Indeed, AI is already enhancing safety in various ways, such as detecting fatigue through facial expression analysis and identifying physical hazards by evaluating live job site videos. However, it's in the realm of mental health and suicide prevention that AI holds the potential to truly revolutionize our approach to make a significant impact.
According to the Centers for Disease Control and Prevention (CDC), construction and extraction occupations have the highest proportion of suicides among males. Notably, the suicide rate in the construction sector is nearly double that of the general population. In 2020, close to 20% of adults in the US were grappling with a mental illness. Consequently, issues of mental health and suicide significantly impact society at large and particularly pervade the construction industry.
This area also highlights the intrinsic limitations of our observations or actions on those observations. Frequently, signs of mental health issues among crew members go unnoticed. Even when detected, they often are not addressed due to the prevailing stigma surrounding mental health. This is precisely where AI harbors the potential to make a substantial difference.

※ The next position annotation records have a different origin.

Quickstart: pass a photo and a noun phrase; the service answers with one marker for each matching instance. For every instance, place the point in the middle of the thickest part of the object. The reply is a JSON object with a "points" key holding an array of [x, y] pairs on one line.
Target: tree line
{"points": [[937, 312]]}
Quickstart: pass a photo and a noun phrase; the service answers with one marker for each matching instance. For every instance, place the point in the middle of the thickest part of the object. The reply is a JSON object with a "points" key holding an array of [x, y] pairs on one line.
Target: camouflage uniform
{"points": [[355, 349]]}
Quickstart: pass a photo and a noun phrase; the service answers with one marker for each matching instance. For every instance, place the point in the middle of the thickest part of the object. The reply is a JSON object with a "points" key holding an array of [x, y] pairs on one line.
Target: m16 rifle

AI offers promising avenues for augmenting mental health strategies, especially within high-stress environments like the construction industry. Utilizing advanced algorithms, AI can analyze various behavioral, vocal, and facial cues to detect subtle, often overlooked signs of mental strain or distress among crew members. Not only does this allow for the early identification of individuals who may be grappling with mental health issues, but it also fosters a proactive approach to addressing these challenges. AI-driven platforms can discreetly direct affected individuals towards appropriate resources, support channels, or professional help, thereby mitigating the impact of stigma associated with openly discussing mental health in the workplace. Furthermore, integrating AI ensures a consistent, non-judgmental, and unbiased monitoring system that enables organizations to sustainably support their workforce's mental well-being, ultimately contributing to enhanced overall safety and productivity on the jobsite.
These are merely a few examples of how AI can be utilized to enhance job site safety in the industry, and undoubtedly, these instances are just the tip of the iceberg. However, regardless of whether these or other possibilities emerge, there are at least two key challenges that warrant our attention. Firstly, the effectiveness of any AI solution hinges on the quality and relevance of the information used during its training phase; thus, the training process of such AI is crucial. Secondly, and potentially more perilous, is the risk of complacency. Knowing that an AI system is vigilant, will we lower our guard? Unlike many situations where AI serves as a convenient tool, in safety, it also becomes a tool of consequence, necessitating careful consideration and strategic implementation.